Not sure if this was mentioned above but mountain bike jerseys tend to be of a looser fit. Also, european brands tend to be a size or two smaller than american brands.


----------



## Doug B (Sep 11, 2009)

Elevengear Cycling Lifestlyle: Saturn V

I'm also 40 years old, just a hair shy of 6 feet tall, about 230 pounds - trying to get down to 200 pounds. I like the Elevegear stuff. I wear a XXL jersey and the XL size bibs. They fit perfectly. The jersy isn't tight, but doesnt flap in the breeze. 

I bought the whole Saturn V kit, including the socks and water bottles. I love it. Yeah, I'm a nerd. Wish they had a Mercury Redstone rocket kit.

Highly recommend the Eleven Gear stuff. and they have bike haiku on thier website.


----------



## drmayer (Mar 24, 2009)

I've found the Ecycle brand jersey's at Bicycle Clothing, Cycling Jerseys | Ecyclingstore fit relatively well.
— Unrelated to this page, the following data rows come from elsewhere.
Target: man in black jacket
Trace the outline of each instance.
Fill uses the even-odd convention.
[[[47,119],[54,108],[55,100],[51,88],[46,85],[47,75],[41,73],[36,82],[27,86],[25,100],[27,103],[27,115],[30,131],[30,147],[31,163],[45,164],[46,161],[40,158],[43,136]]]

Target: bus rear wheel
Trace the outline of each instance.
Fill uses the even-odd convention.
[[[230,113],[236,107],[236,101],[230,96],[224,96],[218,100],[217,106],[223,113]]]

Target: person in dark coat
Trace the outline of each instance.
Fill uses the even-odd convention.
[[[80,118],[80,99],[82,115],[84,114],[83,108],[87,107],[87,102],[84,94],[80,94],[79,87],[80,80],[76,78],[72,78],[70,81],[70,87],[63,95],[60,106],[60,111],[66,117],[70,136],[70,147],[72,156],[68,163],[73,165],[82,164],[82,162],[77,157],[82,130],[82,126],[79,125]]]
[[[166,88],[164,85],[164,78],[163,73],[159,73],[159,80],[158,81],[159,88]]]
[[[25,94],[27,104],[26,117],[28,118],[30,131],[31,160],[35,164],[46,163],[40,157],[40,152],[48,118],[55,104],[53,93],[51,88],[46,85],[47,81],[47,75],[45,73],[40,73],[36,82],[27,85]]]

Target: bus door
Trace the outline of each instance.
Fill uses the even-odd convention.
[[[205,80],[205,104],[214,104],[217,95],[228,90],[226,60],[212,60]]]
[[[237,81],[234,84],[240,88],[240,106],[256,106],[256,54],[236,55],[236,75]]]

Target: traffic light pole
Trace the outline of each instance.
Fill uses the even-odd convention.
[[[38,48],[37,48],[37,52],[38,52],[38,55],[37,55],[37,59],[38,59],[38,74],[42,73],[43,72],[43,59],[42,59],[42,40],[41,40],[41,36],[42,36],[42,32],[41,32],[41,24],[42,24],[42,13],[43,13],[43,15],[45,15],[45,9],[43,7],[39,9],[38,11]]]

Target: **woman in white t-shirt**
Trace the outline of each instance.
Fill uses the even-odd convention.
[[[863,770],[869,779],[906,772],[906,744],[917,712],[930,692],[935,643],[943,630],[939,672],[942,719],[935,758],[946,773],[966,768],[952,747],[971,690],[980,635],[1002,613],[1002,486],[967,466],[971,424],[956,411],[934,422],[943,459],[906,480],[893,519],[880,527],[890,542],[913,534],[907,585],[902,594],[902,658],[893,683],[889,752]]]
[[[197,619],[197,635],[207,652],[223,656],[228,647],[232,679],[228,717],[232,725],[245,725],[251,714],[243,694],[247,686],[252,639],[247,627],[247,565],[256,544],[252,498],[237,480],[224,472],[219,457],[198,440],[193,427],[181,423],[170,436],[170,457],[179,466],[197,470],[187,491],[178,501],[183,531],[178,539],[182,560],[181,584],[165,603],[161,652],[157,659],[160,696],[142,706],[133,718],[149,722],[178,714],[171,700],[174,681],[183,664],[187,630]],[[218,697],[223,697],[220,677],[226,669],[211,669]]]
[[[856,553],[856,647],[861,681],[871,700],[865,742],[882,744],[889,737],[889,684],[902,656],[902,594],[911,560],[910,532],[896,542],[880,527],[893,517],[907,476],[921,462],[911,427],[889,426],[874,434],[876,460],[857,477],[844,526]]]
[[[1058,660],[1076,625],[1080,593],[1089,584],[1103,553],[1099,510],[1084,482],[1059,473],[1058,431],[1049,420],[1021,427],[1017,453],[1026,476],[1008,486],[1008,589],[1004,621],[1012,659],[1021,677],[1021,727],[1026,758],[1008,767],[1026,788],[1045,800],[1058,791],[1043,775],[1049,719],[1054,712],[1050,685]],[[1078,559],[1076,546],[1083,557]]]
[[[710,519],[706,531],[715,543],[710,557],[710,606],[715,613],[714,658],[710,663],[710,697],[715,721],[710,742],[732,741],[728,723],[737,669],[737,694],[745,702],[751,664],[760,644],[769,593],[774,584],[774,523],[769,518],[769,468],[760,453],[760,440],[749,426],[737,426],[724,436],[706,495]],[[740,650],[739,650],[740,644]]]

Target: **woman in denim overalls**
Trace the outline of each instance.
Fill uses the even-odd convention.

I'm 6'3" and about 235 with a 46" chest - the xxl are plenty comfortable.


----------



## QuiQuaeQuod (Jan 24, 2003)

Newnan3 said:


> Not sure if this was mentioned above but mountain bike jerseys tend to be of a looser fit.


And MTB jerseys that are t-shirt cut (no taper at the bottom, no elastic at the bottom) will be looser still.


----------



## savagemann (Dec 17, 2011)

Just got in my 2012 pearl quest tour jerseys.
Semi form fit.
Plenty long with gripper strips on the back bottom.
Love em.
Fits my 51" chest perfectly snug.
Not too expensive.
Look good too.
Xxl


----------